Attorney General Merrick Garland plans to regularly convene the Domestic Terrorism Executive Committee, an interagency panel that was formed in the wake of the 1995 Oklahoma City bombing to make sure agencies were sharing intelligence with one another. The committee faded away after the Sept. 11 attacks.

“Those at the local level, those at the community level, are often going to be best placed to be the first to identify the threats of violence that may emerge from new movements, new groupings, new rallying cries,” the White House official said. “We’ve gotten a lot better at that with respect to international terrorist threats since 9/11, and now we’re doing the work we need to do to get better at that on domestic terrorism.”
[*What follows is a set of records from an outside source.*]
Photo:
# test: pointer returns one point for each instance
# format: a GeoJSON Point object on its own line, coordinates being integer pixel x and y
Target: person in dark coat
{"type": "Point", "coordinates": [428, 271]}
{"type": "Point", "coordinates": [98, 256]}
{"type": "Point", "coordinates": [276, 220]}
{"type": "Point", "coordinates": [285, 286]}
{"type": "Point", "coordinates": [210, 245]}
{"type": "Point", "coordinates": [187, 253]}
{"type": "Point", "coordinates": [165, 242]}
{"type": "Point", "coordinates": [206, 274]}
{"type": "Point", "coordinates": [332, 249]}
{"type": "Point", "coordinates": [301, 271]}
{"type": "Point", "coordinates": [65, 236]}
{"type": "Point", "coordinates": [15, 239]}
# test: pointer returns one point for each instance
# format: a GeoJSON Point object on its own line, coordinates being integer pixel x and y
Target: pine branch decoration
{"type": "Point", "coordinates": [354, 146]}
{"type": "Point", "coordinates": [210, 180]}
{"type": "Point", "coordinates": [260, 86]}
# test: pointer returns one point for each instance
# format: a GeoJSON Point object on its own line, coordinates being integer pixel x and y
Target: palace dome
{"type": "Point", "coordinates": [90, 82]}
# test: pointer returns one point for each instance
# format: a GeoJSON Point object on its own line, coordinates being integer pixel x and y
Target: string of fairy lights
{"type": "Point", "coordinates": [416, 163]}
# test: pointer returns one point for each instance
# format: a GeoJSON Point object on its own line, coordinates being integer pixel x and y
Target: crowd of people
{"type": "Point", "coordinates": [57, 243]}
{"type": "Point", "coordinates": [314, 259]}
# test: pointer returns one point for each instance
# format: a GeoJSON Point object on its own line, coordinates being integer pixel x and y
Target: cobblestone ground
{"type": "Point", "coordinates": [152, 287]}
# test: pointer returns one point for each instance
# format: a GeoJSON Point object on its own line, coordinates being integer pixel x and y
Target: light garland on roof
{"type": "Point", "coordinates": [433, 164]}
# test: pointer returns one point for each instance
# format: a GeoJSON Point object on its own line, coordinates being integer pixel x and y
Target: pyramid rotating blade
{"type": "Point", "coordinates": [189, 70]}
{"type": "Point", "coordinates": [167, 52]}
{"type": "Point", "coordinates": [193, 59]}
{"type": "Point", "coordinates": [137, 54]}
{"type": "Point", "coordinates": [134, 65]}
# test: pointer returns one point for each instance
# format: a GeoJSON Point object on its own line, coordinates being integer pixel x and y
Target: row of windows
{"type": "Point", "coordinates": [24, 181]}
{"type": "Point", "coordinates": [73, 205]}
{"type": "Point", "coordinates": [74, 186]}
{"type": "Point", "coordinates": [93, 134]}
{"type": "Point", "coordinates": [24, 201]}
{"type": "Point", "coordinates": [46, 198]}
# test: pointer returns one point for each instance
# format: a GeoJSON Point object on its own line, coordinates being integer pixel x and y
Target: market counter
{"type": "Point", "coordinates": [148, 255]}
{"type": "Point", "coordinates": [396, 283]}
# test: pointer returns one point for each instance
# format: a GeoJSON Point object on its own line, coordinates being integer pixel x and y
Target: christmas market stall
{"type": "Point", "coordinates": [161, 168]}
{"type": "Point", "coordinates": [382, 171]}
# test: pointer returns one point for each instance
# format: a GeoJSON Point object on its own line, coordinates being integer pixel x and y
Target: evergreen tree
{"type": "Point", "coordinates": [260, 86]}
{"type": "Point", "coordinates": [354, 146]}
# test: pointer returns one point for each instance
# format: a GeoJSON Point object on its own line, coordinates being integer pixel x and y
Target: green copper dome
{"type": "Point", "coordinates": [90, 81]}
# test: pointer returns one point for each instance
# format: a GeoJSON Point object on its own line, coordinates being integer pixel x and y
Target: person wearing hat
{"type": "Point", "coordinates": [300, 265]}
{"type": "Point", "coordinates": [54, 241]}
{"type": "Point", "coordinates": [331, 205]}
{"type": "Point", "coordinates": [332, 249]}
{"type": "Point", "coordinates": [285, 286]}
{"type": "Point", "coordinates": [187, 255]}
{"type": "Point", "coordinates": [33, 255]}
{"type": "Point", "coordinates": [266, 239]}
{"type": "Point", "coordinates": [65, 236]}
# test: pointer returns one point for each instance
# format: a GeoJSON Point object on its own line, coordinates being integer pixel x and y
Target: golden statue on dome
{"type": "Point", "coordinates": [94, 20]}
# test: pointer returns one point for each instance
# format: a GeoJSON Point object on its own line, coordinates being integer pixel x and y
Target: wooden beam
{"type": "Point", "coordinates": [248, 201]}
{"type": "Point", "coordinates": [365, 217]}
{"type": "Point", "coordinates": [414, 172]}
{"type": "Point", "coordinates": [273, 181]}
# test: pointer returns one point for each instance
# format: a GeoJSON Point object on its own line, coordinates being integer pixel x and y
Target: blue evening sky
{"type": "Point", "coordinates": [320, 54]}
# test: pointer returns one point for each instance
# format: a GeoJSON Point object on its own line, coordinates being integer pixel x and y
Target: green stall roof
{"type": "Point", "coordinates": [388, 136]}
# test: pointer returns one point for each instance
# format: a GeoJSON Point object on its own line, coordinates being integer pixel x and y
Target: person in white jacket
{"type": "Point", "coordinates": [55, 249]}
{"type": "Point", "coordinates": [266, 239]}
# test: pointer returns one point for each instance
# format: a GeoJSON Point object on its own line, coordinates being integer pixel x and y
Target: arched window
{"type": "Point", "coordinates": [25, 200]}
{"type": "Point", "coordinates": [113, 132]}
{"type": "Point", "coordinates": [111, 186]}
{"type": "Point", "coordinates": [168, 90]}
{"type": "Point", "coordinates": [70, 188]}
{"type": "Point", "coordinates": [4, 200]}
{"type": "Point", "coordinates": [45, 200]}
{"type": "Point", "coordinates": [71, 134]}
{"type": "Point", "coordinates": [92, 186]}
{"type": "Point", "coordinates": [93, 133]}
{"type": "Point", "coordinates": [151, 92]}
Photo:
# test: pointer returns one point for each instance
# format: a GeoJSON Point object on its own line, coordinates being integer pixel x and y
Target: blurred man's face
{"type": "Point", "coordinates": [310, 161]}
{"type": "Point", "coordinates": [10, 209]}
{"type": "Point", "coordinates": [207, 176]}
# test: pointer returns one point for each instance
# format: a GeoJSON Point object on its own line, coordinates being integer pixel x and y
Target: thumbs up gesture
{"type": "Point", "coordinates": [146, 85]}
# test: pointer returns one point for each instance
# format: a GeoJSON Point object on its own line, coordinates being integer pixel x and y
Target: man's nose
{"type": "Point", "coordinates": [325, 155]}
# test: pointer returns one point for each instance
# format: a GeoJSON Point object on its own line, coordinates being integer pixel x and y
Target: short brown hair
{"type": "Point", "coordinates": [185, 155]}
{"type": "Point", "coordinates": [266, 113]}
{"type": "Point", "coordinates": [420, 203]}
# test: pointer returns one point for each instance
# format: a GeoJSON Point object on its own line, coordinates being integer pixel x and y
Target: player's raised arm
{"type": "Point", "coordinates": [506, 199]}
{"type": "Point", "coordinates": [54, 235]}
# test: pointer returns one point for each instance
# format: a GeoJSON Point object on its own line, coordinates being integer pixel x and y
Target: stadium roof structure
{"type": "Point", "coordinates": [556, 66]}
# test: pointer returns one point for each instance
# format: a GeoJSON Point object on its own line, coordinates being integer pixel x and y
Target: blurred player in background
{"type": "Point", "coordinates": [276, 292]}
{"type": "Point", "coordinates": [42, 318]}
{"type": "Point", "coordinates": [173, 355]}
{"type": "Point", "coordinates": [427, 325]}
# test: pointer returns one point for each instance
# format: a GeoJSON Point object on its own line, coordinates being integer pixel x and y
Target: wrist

The administration has sought to move quickly on prevention measures and began implementing some of its new strategy before it was even completed, Elizabeth Sherwood-Randall, Homeland Security adviser and deputy national security adviser to President Joe Biden, said at a virtual event hosted by the University of Virginia on Wednesday.

Sherwood-Randall briefs Biden daily on domestic threats.

“State, local, tribal and territorial law enforcement will have access to increased intelligence sharing and training on domestic terrorism and associated threats,” she said. “That includes, for example, enhanced training on domestic terrorism iconography, symbology and phraseology, as well as augmented information on how to recognize potential indicators of mobilization.”

Threats of domestic extremist violence are mainly coming from individuals or small groups, said John Cohen, coordinator for counterterrorism and assistant secretary for counterterrorism and threat prevention at the Department of Homeland Security, at an event with the Washington Institute for Near East Policy on Wednesday.

Their ideologies are often a hybrid of various conspiracy theories, making their motives and intent difficult to pin down for investigators who are trying to anticipate violent actions ahead of time, he said.

Intelligence agencies and federal law enforcement say that anti-government militants and racially or ethnically motivated violent extremists pose the most persistent and lethal threats.

“The problem is that this specific threat does not fit necessarily into neat definitional categories,” Cohen said. “And from an investigative perspective, that’s what makes things very complicated — because it makes it very difficult to discern what is precisely the motive behind an individual traveling down the path toward violence.”